• (bkz: ezop)
  • birer ikiser paragraflik yuzlerce hikayeden olusan, her kucuk hikayeden cikartilacak bir ders olan yazilar.
  • ezop masalları, önceleri manzum olarak anlatılmış daha sonraları yazıya geçirilmiş didaktik ürünlerdir. bu masallar, insanlara toplumsal düzen içerisinde mutlu yaşama yollarını göstermeye çalışır, ahlâkî değerleri benimsetme amacını güder. kaynaklarda fabl türünün kurucusu olarak anılan ezop, bir halk ozanı görevide görerek toplumun belleğinde birikmiş olan anlatılarla birlikte kendi deneyimlerini ve gözlemlerini de dile getirmiştir. hatta bu anlatılara benzeyen birçok masal, daha sonraki devirlerde gerek yazarlar gerekse anlatıcılar tarafından ezop’un masallarına dahil edilmiştir ezop masalları ilk kez m.ö. 300 yılında demetrios phalereus tarafından, ikinci kez m. s. 100 yılında babrios adlı bir şair tarafından 10 kitap halinde yeniden derlenip yazılmıştır. ayrıca latin edebîyatında augustus ve quintilianus, onun masallarını çok beğenirler. bu masalların mutlaka latin diline aktarılması gerektiğini bildirirler. phaedrus, masalları ilk kez latinceye aktarır. bundan sonra avianus da masalları yazmayı dener. xiv. yüzyılda planudes adlı bir rahip masalları düz yazı şeklinde yazar. xvii. yüzyılda ise fabl ustası sayılan la fontaine, büyük oranda bu masallardan yararlanarak la fontaine masalları diye anılan eserini ortaya koyar.
    (bkz: sadi)
  • amerikan hukumeti* tarafindan yayinlanan uygulamasi vardir.

    ios
    android
  • "the wind and the sun had a bet,
    the wayfarers' cloak which should get:
    blew the wind, the cloak clung;
    shone the sun, the cloak flung
    showed the sun had the best of it yet."
    aisopos

    poyrazla güneş, bir gün başlamışlar çekişmeye.
    biri demiş, "ben güçlüyüm", öteki demiş, "yok ben daha güçlüyüm."
    en sonunda: "şu yolcunun sırtından giysilerini hangimiz çıkarırsak en güçlümüz odur" demişler.
    önce işe poyraz girişmiş:
    bir esmiş, bir esmiş... bakmış ki yolcu üşüyüp giysilerine daha sıkıca sarınıyor, esmesini bir kat daha arttırmış. ama adamcağız soğuktan büsbütün rahatsız olup arkasına bir şey daha almış.
    poyraz işi beceremediğini görünce güneşe bırakmış.
    güneş önce yavaştan almış; yolcunun arkasına sonradan giydiği elbiseyi çıkardığını görünce, ısısını artırmış, başlamış yakmaya.
    en sonunda yolcu, ısıya dayanamamış, üstünde nesi var nesi yok hepsini çıkarıp ırmağa, çimmeye girmiş.
  • iş bankası yayınlarından uygun fiyata alınıp okunabilir. ismi masal olduğu halde (ön sözde aslında masal değil mit olduklarını açıklar) neden büyüklerin de okuması gerektiği yazar.
  • ezop* masallarından birinde* şu sorunun cevabını arar: fırtınalı bir günde kim daha güçlüdür, meşe mi yoksa saz mı?

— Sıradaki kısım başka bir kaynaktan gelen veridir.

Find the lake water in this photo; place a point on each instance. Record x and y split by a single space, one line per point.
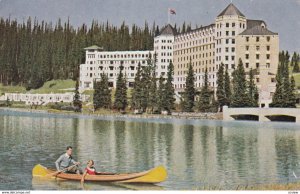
197 154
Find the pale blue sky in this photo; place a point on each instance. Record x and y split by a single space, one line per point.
282 16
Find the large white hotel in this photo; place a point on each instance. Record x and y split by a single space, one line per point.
231 37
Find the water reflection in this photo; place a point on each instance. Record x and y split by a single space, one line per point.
196 154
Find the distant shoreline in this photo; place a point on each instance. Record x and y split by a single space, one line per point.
175 115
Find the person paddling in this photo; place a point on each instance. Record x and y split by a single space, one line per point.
90 169
66 161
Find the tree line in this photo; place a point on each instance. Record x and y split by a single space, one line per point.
149 93
33 52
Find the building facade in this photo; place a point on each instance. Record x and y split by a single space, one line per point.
163 48
109 62
43 99
231 37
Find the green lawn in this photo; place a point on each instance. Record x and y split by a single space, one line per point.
297 80
55 86
11 89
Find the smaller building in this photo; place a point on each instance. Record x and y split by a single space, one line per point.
99 61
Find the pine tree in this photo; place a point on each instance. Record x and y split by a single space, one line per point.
292 98
169 103
153 91
136 100
102 93
295 62
161 94
189 91
240 97
221 87
252 90
227 88
204 102
76 101
120 102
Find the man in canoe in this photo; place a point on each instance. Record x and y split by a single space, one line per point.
66 162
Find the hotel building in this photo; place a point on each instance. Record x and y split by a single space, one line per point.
229 38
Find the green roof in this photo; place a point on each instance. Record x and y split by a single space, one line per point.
94 47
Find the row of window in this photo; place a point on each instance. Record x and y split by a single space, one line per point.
194 49
233 24
257 38
193 43
194 34
188 58
227 33
268 48
103 56
257 56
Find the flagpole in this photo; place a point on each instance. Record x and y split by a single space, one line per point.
168 15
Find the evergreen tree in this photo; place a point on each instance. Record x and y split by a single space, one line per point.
204 102
291 101
221 87
136 100
161 94
227 88
252 90
152 90
102 93
120 102
240 97
76 101
295 62
189 91
169 103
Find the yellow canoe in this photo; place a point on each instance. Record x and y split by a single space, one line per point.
155 175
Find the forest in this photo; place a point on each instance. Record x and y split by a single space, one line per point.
34 52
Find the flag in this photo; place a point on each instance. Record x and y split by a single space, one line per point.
172 11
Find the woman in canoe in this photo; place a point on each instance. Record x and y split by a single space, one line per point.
90 169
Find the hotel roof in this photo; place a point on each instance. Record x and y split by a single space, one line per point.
168 30
258 30
231 10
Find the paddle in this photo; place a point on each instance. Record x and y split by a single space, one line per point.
60 171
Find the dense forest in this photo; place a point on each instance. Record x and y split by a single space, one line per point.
34 52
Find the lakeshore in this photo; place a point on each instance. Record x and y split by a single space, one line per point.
175 115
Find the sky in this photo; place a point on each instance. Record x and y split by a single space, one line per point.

    meşe bütün ihtişamıyla fırtınaya direnir ama eninde sonunda kırılır.
    saz ise asla kırılmamak için tatlılıkla eğilir.

    bütün fırtınalar geçiyor. jüpiter'inki bile küçülüyor. yanlış zamanda meşe gibi davranmak bir hata olabiliyor.

    binyıllar geçmesine rağmen bize öğüt veren atalarımızın olması da insanlığın sanat vasıtasıyla kurduğu kendi küçük solucan deliğinin bir ispatı.
  • sağduyu sıçmak
    “söyler misin bana, neden sıçtığımızda, genellikle dışkımıza bakarız?”
    ezop şöyle açıkladı;
    “eskiden, kolay ve lüks hayatından ötürü zamanının çoğunu sadece oturup sıçarak geçiren bir prens varmış.bir keresinde o şekilde o kadar uzun oturmuş ki ne yaptığını unutmuş, sağduyusunu sıçmış.o günden beri insanlar sağduyularını da aşağıdan göndermemek için dikkatli,kamburlarını çıkararak sıçarlar.ama korkma sende olmayanı zaten sıçamazsın.”
    umberto eco‘nun çirkinliğin tarihi kitabından.